Ende einer Ära: Martin Baumgartner hört als Stadtmusikdirektor auf

25 Jahre lang hat Stadtmusikdirektor Martin Baumgartner das öffentliche Leben in Endingen mitbestimmt und bereichert, nun tritt er von der musikalischen Bühne der Stadt ab.

Kein Kirchenfest und keine Fasnet ohne ihn, kaum eine größere Veranstaltung, bei der er mit seinen Musikern nicht dabei war. Zum 1. Januar 2019 wird Baumgartner sein Dirigentenamt bei der Stadtmusik, der Jugendkapelle und im Vororchester abgeben. Seit 1. Dezember läuft die Ausschreibung für seine Nachfolge. Seine Unterrichtstätigkeit wird Martin Baumgartner jedoch beibehalten.

Die Messlatte liegt hoch, denn wer in die Fußstapfen des Stadtmusikdirektors treten möchte, muss vieles mitbringen, um die erfolgreiche Arbeit fortzusetzen. 27,5 Jahre, seit dem 1. Mai 1991, hat Martin Baumgartner die Orchester der Stadt in seiner ganz eigenen Art geführt, die Musiker über die Jahre hinweg zu Musikern gemacht, deren Können schon Tausende von Zuhörern beeindruckt und begeistert hat. Konsequent und mit klaren Ansagen hat er die Musiker zu einer Einheit zusammengefügt, sie zu homogenen Klangkörpern geformt, die hohes Ansehen genießen.

Große Worte sind nicht Martin Baumgartners Sache. Ein Wort und die Musikerinnen und Musiker wissen, was sie zu tun haben. Ein Beispiel: Als einige Musiker der Jugendkapelle nach dem Konzert mit Professoren der Freiburger Musikhochschule nach dem Applaus die Bühne über den Bühnenrand verlassen wollten, genügte ein kurzes, trockenes "Hinde nüs" des Stadtmusikdirektors und alle verließen die Bühne durch den Vorhang. Ohne eine gewisse Disziplin wären weder die Entwicklung der Orchester noch die vielen musikalischen Erfolge und das hohe Niveau der Musikerinnen und Musiker möglich gewesen, da ist sich der Stadtmusikdirektor sicher. Ohne sein musikalisches Können, seine fachliche Kompetenz und ohne seine große Liebe zur Musik aber auch nicht. Da sind sich wiederum die 80 Musikerinnen und Musiker der Stadtkapelle samt den jugendlichen Nachwuchsmusikern einig.
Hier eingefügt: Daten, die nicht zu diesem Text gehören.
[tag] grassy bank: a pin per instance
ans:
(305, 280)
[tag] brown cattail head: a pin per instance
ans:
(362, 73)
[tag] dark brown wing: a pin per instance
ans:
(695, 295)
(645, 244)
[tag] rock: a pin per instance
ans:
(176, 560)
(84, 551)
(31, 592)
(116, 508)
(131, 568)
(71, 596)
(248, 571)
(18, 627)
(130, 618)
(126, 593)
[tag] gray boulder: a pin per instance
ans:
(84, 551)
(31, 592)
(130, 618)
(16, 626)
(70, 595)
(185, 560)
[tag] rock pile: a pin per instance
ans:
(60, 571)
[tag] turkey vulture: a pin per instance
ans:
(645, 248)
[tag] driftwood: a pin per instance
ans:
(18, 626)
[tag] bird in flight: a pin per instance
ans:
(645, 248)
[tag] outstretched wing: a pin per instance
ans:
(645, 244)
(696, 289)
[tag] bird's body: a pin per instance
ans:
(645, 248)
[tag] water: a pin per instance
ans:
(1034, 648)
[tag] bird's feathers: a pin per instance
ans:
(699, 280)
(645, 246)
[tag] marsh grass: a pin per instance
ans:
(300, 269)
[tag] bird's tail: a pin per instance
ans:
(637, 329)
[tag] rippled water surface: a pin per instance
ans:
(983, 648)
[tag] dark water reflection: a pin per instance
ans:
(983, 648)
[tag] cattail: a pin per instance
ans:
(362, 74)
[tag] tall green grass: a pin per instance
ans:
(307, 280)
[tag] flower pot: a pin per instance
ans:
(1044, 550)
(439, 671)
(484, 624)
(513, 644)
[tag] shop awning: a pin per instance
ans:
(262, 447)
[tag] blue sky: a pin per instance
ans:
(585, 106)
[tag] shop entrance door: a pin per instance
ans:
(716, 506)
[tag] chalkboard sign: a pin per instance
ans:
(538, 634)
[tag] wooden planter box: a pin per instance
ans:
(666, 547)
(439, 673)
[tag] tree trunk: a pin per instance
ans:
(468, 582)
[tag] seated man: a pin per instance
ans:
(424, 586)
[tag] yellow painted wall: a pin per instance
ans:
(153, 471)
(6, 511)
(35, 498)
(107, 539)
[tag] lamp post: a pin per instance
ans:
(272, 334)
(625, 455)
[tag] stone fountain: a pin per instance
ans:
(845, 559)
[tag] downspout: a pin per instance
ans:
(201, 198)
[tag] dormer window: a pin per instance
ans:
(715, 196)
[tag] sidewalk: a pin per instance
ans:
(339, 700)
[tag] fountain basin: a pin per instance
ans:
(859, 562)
"Der ist ganz schön kantig", sagte jüngst ein Musiker der Jugendkapelle über den gestrengen Dirigenten – mit großem Respekt. Und genau dies ist wohl auch der Schlüssel für die erfolgreiche Arbeit von Martin Baumgartner: Auf der einen Seite der strenge Dirigent, der seinen Musikern so manches Mal alles abverlangte, auf der anderen Seite der stets gut gelaunte Kumpel, mit dem abseits von offiziellen Terminen so mancher feucht-fröhliche Abend gefeiert wurde.

So gut wie immer, wenn die Stadtkapelle einen Auftritt hatte, war auch Martin Baumgartner zur Stelle: "Ich kann von meinen Leuten nicht verlangen, parat zu stehen, und dann selber nicht kommen." Als sein Bruder heiratete und die Familie feierte, war er mit Endingens Stadtmusikern in der Partnerstadt Erstein. Einmal bei einem Trauerumzug der Narren am "Fasnetzischdig" lag er krank im Bett, das war’s dann aber auch schon.

Unzählige wöchentliche Proben, Hunderte von Auftritten, nächtelange Internet-Recherchen nach Stücken fürs Jahreskonzert – einfach hat sich Martin Baumgartner seine Aufgabe nie gemacht. Dass er bei all seinen Aufgaben stets den Rückhalt im Vorstand, bei Bürgermeister Hans-Joachim Schwarz und bei seinem Vorgänger Helmut Eitenbenz hatte, habe seine Arbeit stets bereichert.

Doch nicht nur in Endingen hat Martin Baumgartner erfolgreich gearbeitet: Er ist Jugendleiter im Blasmusikverband Kaiserstuhl-Tuniberg, arbeitet jeden Sommer als Projektleiter des Musik-Camps im Europa-Park mit rund 250 Teilnehmern und ist auch an der Musikakademie in Staufen tätig.

 

"Wir haben unseren Urlaub nach Kirchenfesten und Probenterminen gelegt"
- Martin Baumgartner

 

Die Konzertreise nach Japan, das Festbankett mit Matthias Deutschmann zum 250. Geburtstag der Stadtmusik, die Open-Air-Konzerte, das Konzert mit der Jugendkapelle an der Musikhochschule, an der er seine Ausbildung absolviert hat, die durchgehende musikalische Ausbildung vom Kleinkindalter an bis zur Stadtkapelle und die vielen tollen Sachen, die einfach "beim Zusammenhocken" entstanden seien, die Bläserklasse an der Grundschule, die Zusammenlegung der Jugendorchester aus den Ortsteilen mit der Kernstadt – mit der Bilanz, die er nach seiner 25-jährigen Tätigkeit zieht, ist Martin Baumgartner zufrieden.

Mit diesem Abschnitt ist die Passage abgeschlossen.